I think the liberal arts help with communication skills in general. That’s the easy, tangible stuff.
Beyond that, in work or life, it’s good to have that kind of perspective and thought that comes with being in liberal arts classes and having discussions. It made me a well-rounded person.
When I went back to school to join the expedited engineering program at The University of Cincinnati, I was six-ish years older than my classmates. So many engineering students would come in and we would have to take a couple electives— they would take something engineering focused. And the clubs they were in were engineering focused, and I would tell them that you gotta do something else cause you just come off as a robot!
In high school, you were probably in a robotics club! Go out in the world! Talk to someone! Get real-life experiences.
And obviously, all of that can’t be done from a class, but discussions that come from literature studies, film studies, the liberal arts in general, uses parts of the brain that you don’t use when you do engineering. You don’t want to become an adult and you sound like a walking robot person. If that’s what you want to do, that’s fine. But it also comes through at work and when communicating with coworkers and clients.
I always pitch myself as someone who has done a lot of good things and stupid things. I have been to a lot of places. Studied different things. I’ve done photography and written poetry.
You’ve seen this debate about sports. If the kid is into baseball, should they just play baseball year-round? Or is it better for them to take basketball or football so they can be more well-rounded?
I think it’s the same for a student and a person in school trying to grow into a real person and get into their career. You’ll never learn enough in school to come out and be ready for a job. You’re better off learning how to be a real person with original thoughts. That’s probably gonna serve you better than using what little time you have studying other types of engineering. Does that all make sense?
JOSHUA: I agree! I think English classes create more empathetic people. And you learn different points of view and perspectives— even if they don’t like to read.
JAROD: I think there’s a lot of value. Both tangible—as far as communications and learning how to read and write. And also applying those same things to the real world.

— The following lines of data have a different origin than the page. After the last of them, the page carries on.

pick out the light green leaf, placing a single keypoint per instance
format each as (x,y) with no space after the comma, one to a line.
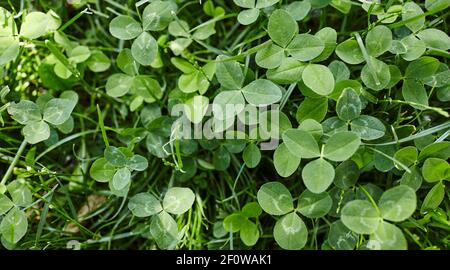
(178,200)
(319,78)
(121,178)
(275,199)
(158,14)
(361,217)
(270,57)
(318,175)
(251,155)
(340,237)
(124,27)
(144,205)
(164,230)
(14,225)
(435,169)
(397,203)
(262,92)
(290,232)
(284,161)
(20,193)
(387,237)
(313,205)
(349,105)
(305,47)
(341,146)
(34,25)
(35,132)
(368,127)
(301,143)
(350,52)
(118,85)
(282,27)
(102,171)
(24,112)
(378,40)
(249,16)
(144,49)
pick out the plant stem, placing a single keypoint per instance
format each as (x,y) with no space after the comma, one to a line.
(13,164)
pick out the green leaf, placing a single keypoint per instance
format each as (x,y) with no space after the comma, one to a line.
(406,156)
(361,217)
(435,169)
(350,52)
(290,232)
(435,38)
(378,40)
(144,49)
(14,225)
(118,85)
(368,127)
(318,175)
(415,48)
(349,105)
(196,108)
(144,205)
(137,163)
(20,193)
(290,71)
(227,104)
(341,146)
(387,237)
(127,63)
(305,47)
(319,78)
(275,199)
(434,198)
(35,132)
(251,210)
(251,156)
(411,10)
(249,233)
(58,110)
(124,27)
(340,237)
(312,108)
(245,3)
(249,16)
(121,178)
(282,27)
(298,9)
(347,174)
(164,230)
(234,222)
(262,92)
(422,68)
(414,91)
(178,200)
(5,204)
(313,205)
(25,112)
(35,25)
(270,57)
(397,203)
(158,15)
(115,157)
(229,74)
(301,143)
(376,76)
(102,171)
(98,62)
(284,161)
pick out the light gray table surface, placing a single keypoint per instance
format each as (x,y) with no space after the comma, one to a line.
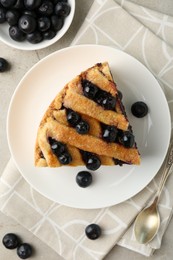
(21,62)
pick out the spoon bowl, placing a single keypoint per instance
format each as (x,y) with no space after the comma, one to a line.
(147,222)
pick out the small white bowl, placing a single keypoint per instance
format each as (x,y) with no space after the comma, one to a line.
(25,45)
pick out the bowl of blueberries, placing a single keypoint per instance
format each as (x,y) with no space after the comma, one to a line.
(34,24)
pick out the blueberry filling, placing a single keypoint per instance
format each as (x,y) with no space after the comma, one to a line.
(89,89)
(109,133)
(101,97)
(126,138)
(91,160)
(60,150)
(74,119)
(105,100)
(82,127)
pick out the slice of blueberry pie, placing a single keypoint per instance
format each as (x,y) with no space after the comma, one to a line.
(86,124)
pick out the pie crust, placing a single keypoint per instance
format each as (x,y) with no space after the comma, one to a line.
(55,125)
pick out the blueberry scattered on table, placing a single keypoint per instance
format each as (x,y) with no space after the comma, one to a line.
(4,65)
(93,231)
(139,109)
(84,179)
(34,20)
(10,241)
(24,250)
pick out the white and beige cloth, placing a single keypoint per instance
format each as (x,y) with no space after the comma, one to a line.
(148,36)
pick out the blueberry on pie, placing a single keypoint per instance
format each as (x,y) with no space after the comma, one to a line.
(86,124)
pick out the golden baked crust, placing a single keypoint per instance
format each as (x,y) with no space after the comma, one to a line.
(55,125)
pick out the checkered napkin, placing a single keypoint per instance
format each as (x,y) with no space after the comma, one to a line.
(148,36)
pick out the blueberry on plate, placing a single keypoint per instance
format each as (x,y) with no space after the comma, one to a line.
(139,109)
(92,162)
(10,241)
(110,134)
(84,179)
(127,139)
(3,64)
(24,250)
(93,231)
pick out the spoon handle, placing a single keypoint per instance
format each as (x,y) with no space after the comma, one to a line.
(169,163)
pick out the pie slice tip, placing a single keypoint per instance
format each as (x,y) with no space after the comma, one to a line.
(86,124)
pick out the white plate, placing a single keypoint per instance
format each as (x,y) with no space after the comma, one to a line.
(24,45)
(111,185)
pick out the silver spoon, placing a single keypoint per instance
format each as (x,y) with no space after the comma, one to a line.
(147,222)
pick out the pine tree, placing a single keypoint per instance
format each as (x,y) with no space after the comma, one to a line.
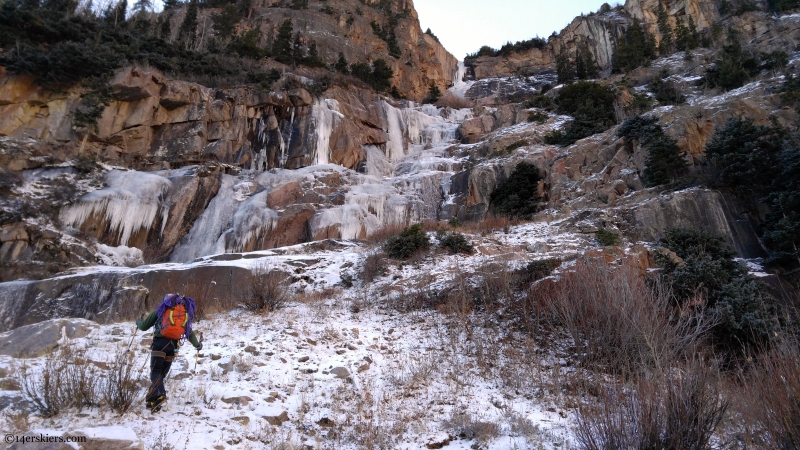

Were there any hardships or obstacles that you remembered having at UM? How did you manage it?
JAROD: No, well, I am sure there were, but I can’t think of any off-hand. As years go by, you stop thinking about that kind of stuff. When I think of Ole Miss— I think about how I made good friends, met my current wife, and played in bands!
JOSHUA: No way, you played around town?
JAROD: I played guitar—
JOSHUA: Did you play at Proud Larry’s?
JAROD: No, there was a bar called Stanleys— I think it became— is Funky’s still a place?
JOSHUA: Yeah, Funky’s is still here!
JAROD: Well right across the street from Funky’s-ish, there was a bar that became a different name. A small little shotgun bar that we would play. There was also a place called the Jubilee—it might still be a place— that was next to where Funky’s is.
The Rooster’s Blues House had just started up when I graduated.
When I think about my time at Ole Miss, especially since my career doesn’t really relate to stuff I did then, I mainly think of Oxford as a cool town with its art, music, and food. That’s oxford to me you know, is the music and food and all of that. I feel like that is what makes it special to me. I don’t think back and think about Greek life—it was all about hanging around on the town square and hanging around the summers when the students were gone.
JOSHUA: Do you remember any of the band names you played with?
JAROD: We were one-off things with friends. We had a good group of musicians. Sometimes we would play during happy hour, sometimes at night. Sometimes we get paid a couple hundred bucks or we would do it for free or for free beer! That was one good thing if you were in the band!